The next morning I woke a little later than intended, but still thought to double-check the time of the party that evening. I scrolled up in the text conversation with my cousin to see what time she had texted me, and upon discovery I let slip several choice profanities...
The party was from 2-4. It had nothing to do with evening. I worked until 4. $h!t.
I shared my dismay with Cassy, and she was very gracious about it. We agreed that I could come by and say hello and hang out (and pick up that concealer...) even if the party wasn't going on still. So I did, and passed a very agreeable evening with the ladies, and was vigorously greeted by the Australian Shepherd--Jinks. Afterwards I did some grocery shopping, and got home at about 9... too late for interwebs.

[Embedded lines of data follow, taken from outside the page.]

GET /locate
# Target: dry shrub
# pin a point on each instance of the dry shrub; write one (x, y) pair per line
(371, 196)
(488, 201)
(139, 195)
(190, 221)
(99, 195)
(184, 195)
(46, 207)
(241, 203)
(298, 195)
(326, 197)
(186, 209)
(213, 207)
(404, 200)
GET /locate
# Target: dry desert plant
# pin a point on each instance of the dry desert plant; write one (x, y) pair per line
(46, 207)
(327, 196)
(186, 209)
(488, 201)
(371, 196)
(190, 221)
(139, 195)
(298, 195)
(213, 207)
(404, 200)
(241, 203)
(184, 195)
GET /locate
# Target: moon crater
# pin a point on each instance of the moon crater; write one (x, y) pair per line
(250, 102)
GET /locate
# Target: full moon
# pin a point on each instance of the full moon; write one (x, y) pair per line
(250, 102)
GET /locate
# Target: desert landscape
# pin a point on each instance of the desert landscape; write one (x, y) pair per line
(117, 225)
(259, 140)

Monday was more by choice, I had an auditions for a show called A Chaste Maid in Cheapside that I was prepping for, then the audition itself (I still think it probably was awful...), then workshops was happening, and then I got to see & hang out with peoples at Mer's place! She made tasty creations, we played bananagrams, and a good time was had by all. :)
Long story short: I didn't blog because I was busy. So there. ;)
Yesterday at work something happened that made me want to write about it... Soooo, this is me, writing about it...
The day was obnoxiously slow, and most of the guys in the area around me didn't come in, so us gals had an opportunity to chat that we hadn't enjoyed previously. I got to find out some backgrounds, some likes & dislikes, and some personal gossip that I carefully filed away as future character material (always be careful when talking to a writer, you never know what they'll do with your conversations). The girl who sits next to me was of particular interest in her conversations.
For the sake of preserving anonymity, we'll call her Ashley. Ashley grew up in a small town in Minnesota, is one of 6 siblings, refuses to drive anything smaller than a truck or an SUV (after hearing her relate a terrifying accident she was in, I can understand why!), is currently pursuing her degree (gen. studies at the moment), and does not like any ethnic foods except American.
At first blush, my reaction was one of disdain. She is a very classic example of small-town American gal. But the more we talked the more I realized something...
Likes & dislikes, preferences and distastes aside, this young woman is just as complex and intricate a human being as any other. She has her share of stories and history, and she comes by her mindset just as honestly as anyone else--perhaps moreso. What reason has she ever been given to enjoy Mexican cuisine? Why would she want to drive a small car? Of course she got lost in the city and hated it, why would she want to know her way around? I know why I would, but what reason would she have?
The conversation that stands out the most to me though was when we spoke of her studies. She is pursuing her Bachelor's, but for now she is undecided & will probably end up opting for a business degree. I asked her what she wanted to be when she grew up.
"Well, I wanted to be a dolphin trainer when I was a kid."
But to be a dolphin trainer, she realized, she would have to pursue a much more intensive route of studies & training--one she apparently had no hope/desire to complete. So she abandoned that dream and left it behind her.
I never did find out what she decided to do with her life instead.
I wonder, if my parents hadn't encouraged me to always be willing to try something new, to dream big and chase dreams I treasure, to never allow fear to rule my life, to consider other points of view as being just as valid as my own--if they had not done all this and more, how different from Ashley would I be?
What right do I have to be proud of my own take on life? What did I actually do to get myself here? So much of who I am is thanks to the time and effort put forth by others, why should I take pride in such a work? Rather, I should try to make them proud of the work they have wrought--and try to work the same in the lives of other people.
There's the deep thought for the day. Now, if you will excuse me, I have other things to accomplish today as well. Laters!!